Kiedy rzeka przestaje płynąć, staje się bagnem. Podobnie dzieje się z człowiekiem.
Drwale
Dwóch drwali pracowało w tym samym lesie przy wyrębie drzew. Pnie drzew były ogromne, wytrzymałe i mocne. Obaj używali swych siekier z taką samą wprawą, ale każdy z nich używał innej techniki. Pierwszy uderzał w drzewo z niesłychaną wytrwałością, raz za razem, nie zatrzymując się, chyba że tylko na kilka sekund, by złapać oddech.
Drugi co godzinę robił przerwę w pracy.
O zmierzchu pierwszy był w połowie dzieła. Napocił się porządnie i nie dałby rady pracować nawet pięciu minut dłużej.
Drugi, choć to niewiarygodne, kończył ścinanie swego drzewa. Rozpoczęli razem i obydwa drzewa były dokładnie takie same.
Pierwszy nie wierzył własnym oczom.
- Nic z tego nie rozumiem!
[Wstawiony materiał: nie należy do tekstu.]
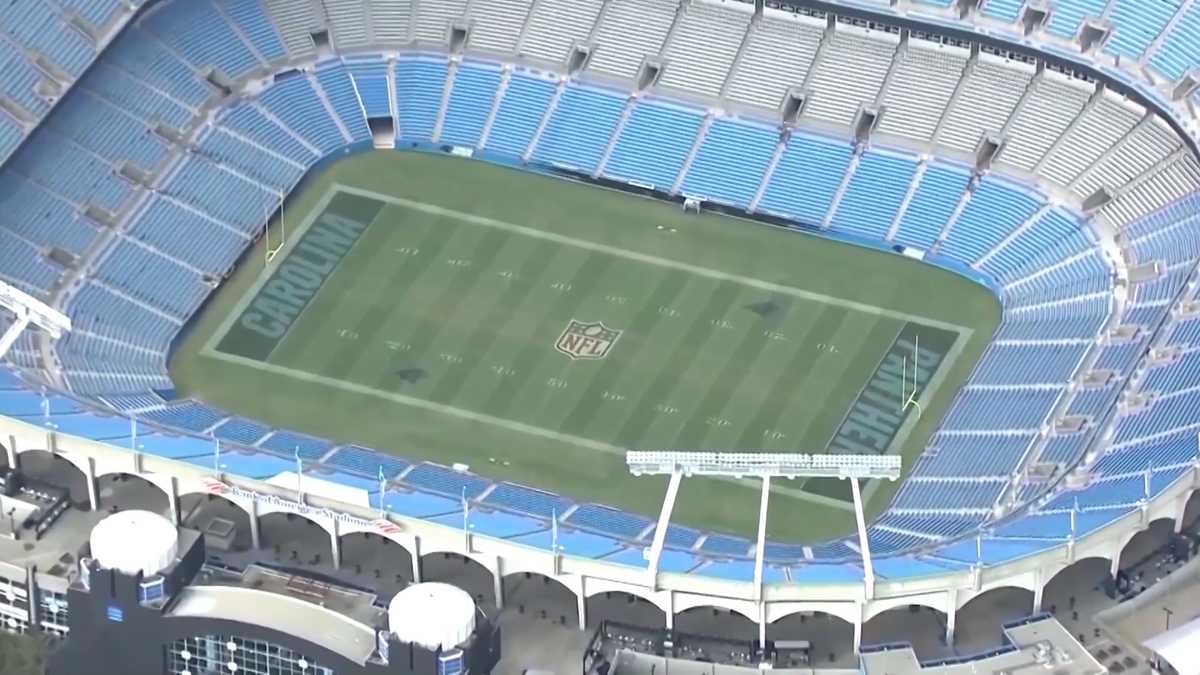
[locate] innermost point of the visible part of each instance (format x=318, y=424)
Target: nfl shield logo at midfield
x=585, y=340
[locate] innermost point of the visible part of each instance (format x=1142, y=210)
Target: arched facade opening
x=295, y=541
x=831, y=640
x=126, y=491
x=717, y=622
x=376, y=562
x=41, y=465
x=1078, y=591
x=540, y=597
x=1191, y=520
x=226, y=525
x=1144, y=547
x=979, y=622
x=463, y=572
x=921, y=626
x=624, y=608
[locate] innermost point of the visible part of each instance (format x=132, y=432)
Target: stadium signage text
x=292, y=506
x=298, y=279
x=876, y=416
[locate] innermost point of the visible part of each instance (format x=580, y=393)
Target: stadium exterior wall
x=671, y=592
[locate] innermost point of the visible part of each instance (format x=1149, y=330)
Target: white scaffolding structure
x=763, y=466
x=29, y=310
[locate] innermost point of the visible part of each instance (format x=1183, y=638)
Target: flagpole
x=466, y=515
x=383, y=487
x=299, y=475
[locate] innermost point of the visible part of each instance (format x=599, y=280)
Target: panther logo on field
x=587, y=340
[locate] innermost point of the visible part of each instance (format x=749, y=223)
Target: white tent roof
x=135, y=541
x=1179, y=647
x=432, y=615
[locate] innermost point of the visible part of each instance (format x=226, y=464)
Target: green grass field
x=449, y=310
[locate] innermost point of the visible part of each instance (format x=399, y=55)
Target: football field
x=534, y=329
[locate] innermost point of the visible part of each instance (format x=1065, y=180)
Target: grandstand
x=1047, y=156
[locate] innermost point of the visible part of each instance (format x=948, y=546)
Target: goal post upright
x=765, y=466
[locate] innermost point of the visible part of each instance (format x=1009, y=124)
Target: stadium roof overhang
x=1126, y=88
x=1180, y=646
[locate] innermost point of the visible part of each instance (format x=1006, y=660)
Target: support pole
x=256, y=538
x=952, y=610
x=15, y=330
x=417, y=560
x=173, y=500
x=93, y=497
x=660, y=530
x=498, y=584
x=335, y=545
x=864, y=545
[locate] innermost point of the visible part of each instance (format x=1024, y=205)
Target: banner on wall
x=379, y=525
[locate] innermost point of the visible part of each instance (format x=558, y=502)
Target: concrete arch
x=688, y=601
x=779, y=611
x=713, y=620
x=381, y=561
x=595, y=586
x=1189, y=514
x=1085, y=575
x=979, y=622
x=1139, y=544
x=541, y=596
x=624, y=608
x=295, y=539
x=918, y=623
x=936, y=602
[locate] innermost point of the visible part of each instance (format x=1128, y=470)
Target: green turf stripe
x=481, y=340
x=730, y=377
x=387, y=293
x=589, y=274
x=792, y=376
x=634, y=341
x=667, y=378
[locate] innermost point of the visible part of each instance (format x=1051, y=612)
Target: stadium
x=396, y=286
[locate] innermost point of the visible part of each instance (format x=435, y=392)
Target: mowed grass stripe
x=883, y=333
x=552, y=321
x=636, y=338
x=702, y=327
x=364, y=314
x=479, y=342
x=521, y=327
x=791, y=378
x=727, y=380
x=615, y=302
x=423, y=318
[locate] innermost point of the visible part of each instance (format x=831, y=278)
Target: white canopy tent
x=1180, y=646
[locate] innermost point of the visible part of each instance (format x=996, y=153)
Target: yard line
x=484, y=221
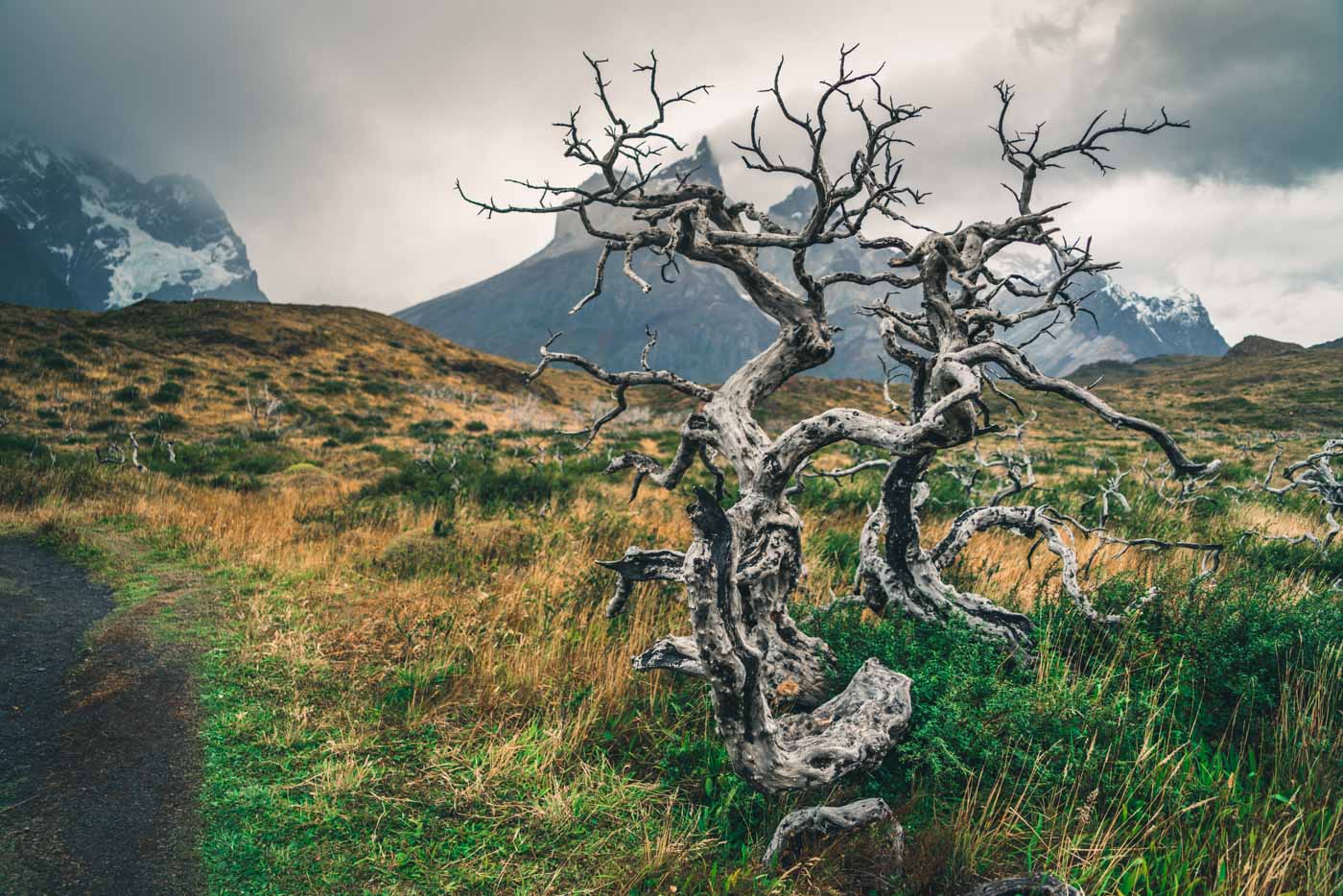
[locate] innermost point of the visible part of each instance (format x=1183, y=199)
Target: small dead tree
x=745, y=560
x=1312, y=475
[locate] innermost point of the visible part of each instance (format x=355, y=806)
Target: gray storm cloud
x=332, y=131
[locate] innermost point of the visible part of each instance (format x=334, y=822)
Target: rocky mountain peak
x=1261, y=346
x=111, y=239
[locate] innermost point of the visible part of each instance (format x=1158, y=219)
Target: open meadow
x=382, y=559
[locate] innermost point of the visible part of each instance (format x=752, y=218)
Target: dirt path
x=100, y=761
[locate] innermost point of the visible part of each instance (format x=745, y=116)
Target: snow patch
x=141, y=265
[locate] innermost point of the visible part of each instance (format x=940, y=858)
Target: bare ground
x=100, y=762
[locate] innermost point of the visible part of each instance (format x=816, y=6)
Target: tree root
x=803, y=825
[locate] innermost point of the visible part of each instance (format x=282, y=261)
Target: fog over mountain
x=82, y=232
x=707, y=329
x=333, y=131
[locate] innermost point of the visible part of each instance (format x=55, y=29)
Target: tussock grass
x=413, y=688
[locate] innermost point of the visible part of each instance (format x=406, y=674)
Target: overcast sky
x=332, y=131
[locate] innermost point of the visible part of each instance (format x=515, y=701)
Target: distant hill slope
x=338, y=371
x=113, y=239
x=1261, y=346
x=1260, y=383
x=707, y=329
x=346, y=376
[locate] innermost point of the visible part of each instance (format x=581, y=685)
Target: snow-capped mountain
x=110, y=239
x=707, y=329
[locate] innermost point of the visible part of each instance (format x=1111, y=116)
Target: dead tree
x=1313, y=475
x=745, y=560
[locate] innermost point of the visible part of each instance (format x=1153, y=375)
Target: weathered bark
x=795, y=751
x=896, y=571
x=1313, y=475
x=814, y=822
x=1026, y=885
x=745, y=563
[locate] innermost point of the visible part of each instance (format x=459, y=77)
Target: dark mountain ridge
x=111, y=239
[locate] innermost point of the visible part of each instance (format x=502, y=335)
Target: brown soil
x=100, y=762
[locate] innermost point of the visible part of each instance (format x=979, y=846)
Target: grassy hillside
x=410, y=684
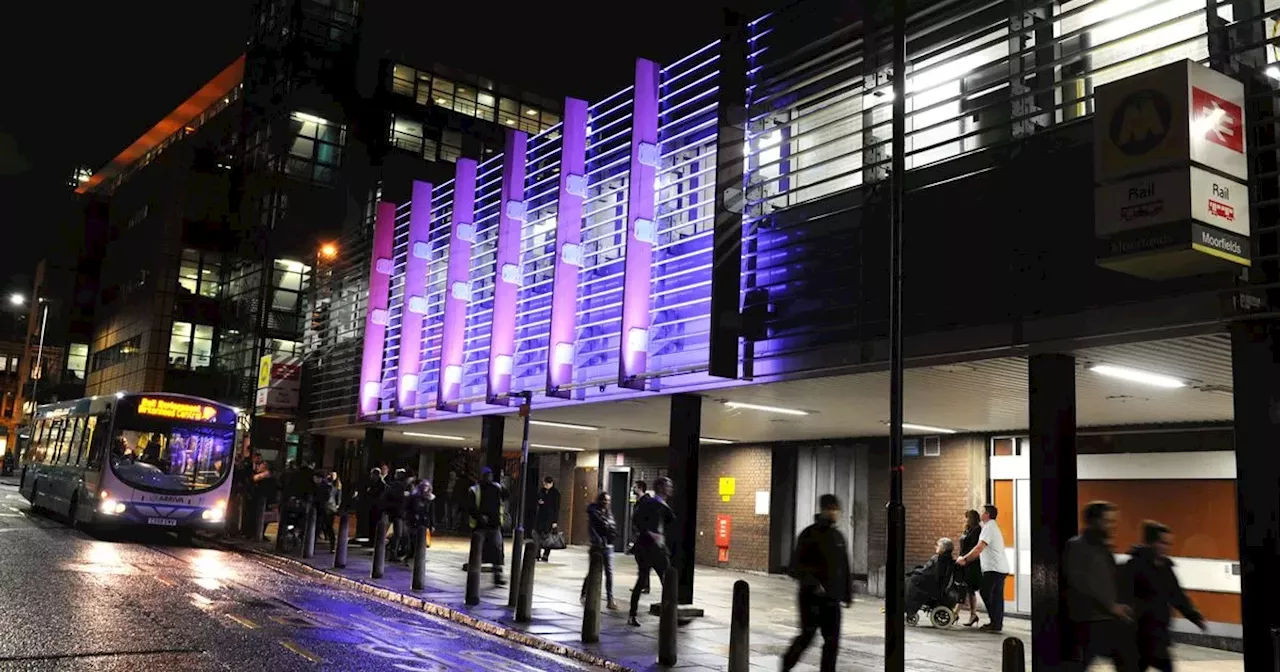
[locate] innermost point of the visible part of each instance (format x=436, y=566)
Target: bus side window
x=96, y=439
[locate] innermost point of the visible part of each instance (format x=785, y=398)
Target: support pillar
x=490, y=442
x=1051, y=396
x=686, y=419
x=1256, y=369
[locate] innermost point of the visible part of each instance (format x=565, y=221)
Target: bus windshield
x=181, y=458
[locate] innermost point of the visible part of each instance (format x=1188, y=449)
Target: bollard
x=339, y=554
x=667, y=620
x=474, y=568
x=517, y=547
x=525, y=602
x=592, y=606
x=1014, y=659
x=379, y=549
x=419, y=558
x=740, y=629
x=259, y=531
x=309, y=533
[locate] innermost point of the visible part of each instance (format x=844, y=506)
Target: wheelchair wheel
x=942, y=617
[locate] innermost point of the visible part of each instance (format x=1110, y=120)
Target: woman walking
x=972, y=572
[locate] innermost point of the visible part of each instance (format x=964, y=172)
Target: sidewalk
x=703, y=644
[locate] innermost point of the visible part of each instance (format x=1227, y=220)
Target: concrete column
x=1256, y=369
x=686, y=419
x=1051, y=389
x=490, y=440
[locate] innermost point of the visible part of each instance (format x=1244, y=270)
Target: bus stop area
x=702, y=643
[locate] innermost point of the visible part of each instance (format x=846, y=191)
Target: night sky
x=85, y=78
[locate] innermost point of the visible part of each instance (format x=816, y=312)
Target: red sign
x=1217, y=120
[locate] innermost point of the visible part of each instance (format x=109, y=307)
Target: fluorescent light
x=1134, y=375
x=926, y=428
x=442, y=437
x=562, y=425
x=556, y=447
x=766, y=408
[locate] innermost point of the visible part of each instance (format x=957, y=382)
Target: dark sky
x=85, y=78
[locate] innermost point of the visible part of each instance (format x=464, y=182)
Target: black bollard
x=259, y=512
x=525, y=603
x=667, y=618
x=474, y=568
x=517, y=548
x=339, y=554
x=592, y=604
x=379, y=549
x=1014, y=659
x=419, y=558
x=309, y=533
x=740, y=629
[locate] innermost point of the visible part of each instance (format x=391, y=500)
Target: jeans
x=993, y=597
x=817, y=613
x=607, y=552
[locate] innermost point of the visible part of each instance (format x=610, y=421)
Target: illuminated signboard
x=177, y=410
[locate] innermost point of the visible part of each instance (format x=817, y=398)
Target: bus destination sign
x=173, y=410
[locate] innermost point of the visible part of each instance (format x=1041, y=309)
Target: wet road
x=71, y=600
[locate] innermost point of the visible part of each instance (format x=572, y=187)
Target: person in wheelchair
x=936, y=586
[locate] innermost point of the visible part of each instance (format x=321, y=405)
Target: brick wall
x=752, y=467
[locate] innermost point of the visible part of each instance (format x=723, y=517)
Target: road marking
x=242, y=621
x=301, y=652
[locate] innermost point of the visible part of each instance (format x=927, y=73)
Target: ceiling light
x=556, y=447
x=442, y=437
x=1134, y=375
x=766, y=408
x=926, y=428
x=562, y=425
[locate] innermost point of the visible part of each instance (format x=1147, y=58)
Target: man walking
x=1150, y=572
x=652, y=517
x=1098, y=617
x=822, y=567
x=990, y=554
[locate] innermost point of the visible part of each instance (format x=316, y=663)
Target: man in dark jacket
x=1095, y=607
x=1150, y=572
x=652, y=519
x=603, y=533
x=822, y=566
x=487, y=507
x=547, y=517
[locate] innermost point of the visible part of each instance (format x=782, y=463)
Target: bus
x=132, y=461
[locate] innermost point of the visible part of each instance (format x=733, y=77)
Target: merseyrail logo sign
x=177, y=410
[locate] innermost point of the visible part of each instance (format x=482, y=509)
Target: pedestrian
x=488, y=506
x=990, y=553
x=1153, y=592
x=652, y=519
x=603, y=533
x=547, y=517
x=420, y=515
x=972, y=574
x=373, y=501
x=822, y=567
x=640, y=493
x=1098, y=617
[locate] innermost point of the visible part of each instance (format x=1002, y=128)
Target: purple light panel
x=641, y=227
x=376, y=309
x=457, y=287
x=415, y=297
x=568, y=248
x=510, y=273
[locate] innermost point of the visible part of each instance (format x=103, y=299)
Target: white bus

Co godzinę odpoczywałeś. Jak to możliwe, że skończyłeś tak szybko?
Tamten odparł z uśmiechem:
- Widziałeś, że co godzinę robiłem sobie odpoczynek. Nie zauważyłeś jednak, że wolny czas wykorzystywałem, aby podostrzyć siekierę.
Twój duch jest jak siekiera. Nie pozwalaj mu zardzewieć. Ostrz go trochę każdego dnia.
1. Zatrzymaj się na dziesięć minut, aby posłuchać muzyki.
2. Gdy tylko możesz, spaceruj.
3. Uściśnij każdego dnia drogie Ci osoby i powiedz każdej z nich: „Kocham cię”.